Jeffrey Ford's new novel, The Shadow Year: A Novel, contains a number of my favorite literary themes: a child's perspective of the mysterious (and often ambiguous) world of adults; the intuitive fantasy world of children; and the echo of fairy tale rites-of-passage through dark and dangerous woods. Set in the early Sixties in a small town, three siblings find themselves at the center of a series of troubling events that begin in the late days of summer, and deepen throughout the winter. The narrator's sixth grade classmate disappears, a peeping tom harasses the quiet neighborhood, and a pale man driving a long white car silently prowls the streets.
The narrator, haunted by the disappearance of his classmate, engages his older brother Jim and younger sister Mary in the task of solving the "case" of the prowler. Yet this single case quickly becomes complicated as throughout the fall and winter, more mysterious events occur: an elderly neighbor and the ice cream man go missing, the school librarian has a mental break down, the peeping tom continues to harass different houses, and the long white car with its pale driver seems to hover at the scene of each of these unexplained mishaps.

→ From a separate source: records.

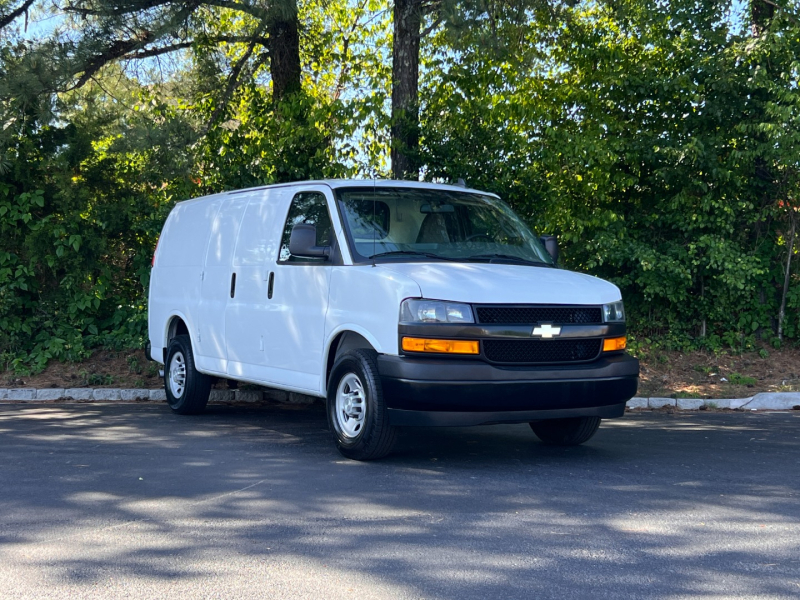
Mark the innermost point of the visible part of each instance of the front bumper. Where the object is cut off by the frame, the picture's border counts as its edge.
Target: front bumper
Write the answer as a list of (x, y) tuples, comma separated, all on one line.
[(441, 392)]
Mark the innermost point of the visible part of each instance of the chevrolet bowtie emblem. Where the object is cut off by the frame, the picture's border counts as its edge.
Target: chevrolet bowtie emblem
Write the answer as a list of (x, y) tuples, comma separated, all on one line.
[(546, 330)]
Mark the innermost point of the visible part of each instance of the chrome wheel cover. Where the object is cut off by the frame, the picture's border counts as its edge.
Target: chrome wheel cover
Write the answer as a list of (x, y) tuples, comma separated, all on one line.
[(176, 377), (351, 405)]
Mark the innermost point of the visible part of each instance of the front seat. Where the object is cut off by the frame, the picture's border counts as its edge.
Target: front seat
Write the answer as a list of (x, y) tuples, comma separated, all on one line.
[(433, 230)]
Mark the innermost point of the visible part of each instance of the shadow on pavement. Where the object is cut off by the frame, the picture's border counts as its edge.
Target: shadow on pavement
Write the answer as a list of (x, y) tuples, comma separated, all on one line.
[(655, 505)]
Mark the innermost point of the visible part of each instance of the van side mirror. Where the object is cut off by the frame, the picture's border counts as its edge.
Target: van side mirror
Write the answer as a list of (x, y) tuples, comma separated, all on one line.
[(551, 245), (303, 242)]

The children have their own unique and separate ways of comprehending the perplexing events around them. On a huge piece of plywood in the basement, Jim builds an alternative version of the town, complete with small effigies of neighbors, and a hearse painted white. This "Botch Town," a microcosm of the adult world above in clay and cardboard, provides a vantage point from which to study the evolving pattern of the cases as a whole. Mary possesses a quirky prophetic mathematical vision and, like a child-sized Delphic Oracle, places the effigies in the streets and yards of Botch Town hours before each of the mysterious events occurs. And the narrator, our storyteller and "profiler," writes mini-dramas about his neighbors as a way of subconsciously experiencing and empathizing with the people around him.
But the exact nature of the danger afflicting the people of Botch Town is hard to grasp. Something is lurking unseen in the shadow, casting a pall over the town as the season shifts from autumn to winter. The children, convinced that a powerful and malevolent monster has descended on their neighborhood, place themselves in harm's way as they search for clues. Refusing to share their findings with adults, the siblings close ranks and head out to confront the shadow on their own -- slipping out at night to traverse the local woods, the lake, and even the grade school's labyrinthine basements.
Ford's novel conveys the same subtle-but-palpable current of violence that one finds in traditional fairy tales, at least in the older versions of the tales. This isn't a novel about the loss of innocence, for these children, like the heroes and heroines of fairy tales, are already familiar with the perilous dark -- more so, perhaps, than the adult characters, whose lives are so filled with emotional and physical fatigue that they insulate themselves in private rituals just to function. The narrator's mother, for example, is an alcoholic who regularly spins, over the family dinner, tales of a fantasy vacation in Bermuda.
Ford's writing is wonderful, as always -- his clean, precise style evoking such a specific decade that I found myself reliving my own childhood memories (with all their ambiguities): the backyard barbecues with adults smoking and drinking while children play unattended at the edge of the woods; the Halloween bacchanals, when one went out at night with friends rather than parents and wandered far and wide; and the various trials of grade school, from gruff teachers to playground battles. The siblings are terrific -- their exchanges hilarious (Jim's wisecracks are among the best), intensely loyal, imaginative, and brave. Though eerie and haunted at times, the novel maintains its subtlety throughout -- even its climax and conclusion are muted -- placing the emphasis not on the "action" of the plot, but on the slow transformation of the children, especially the narrator, and of the life of the town itself. Don't miss this one. It's another beauty in Ford's excellent canon of novels.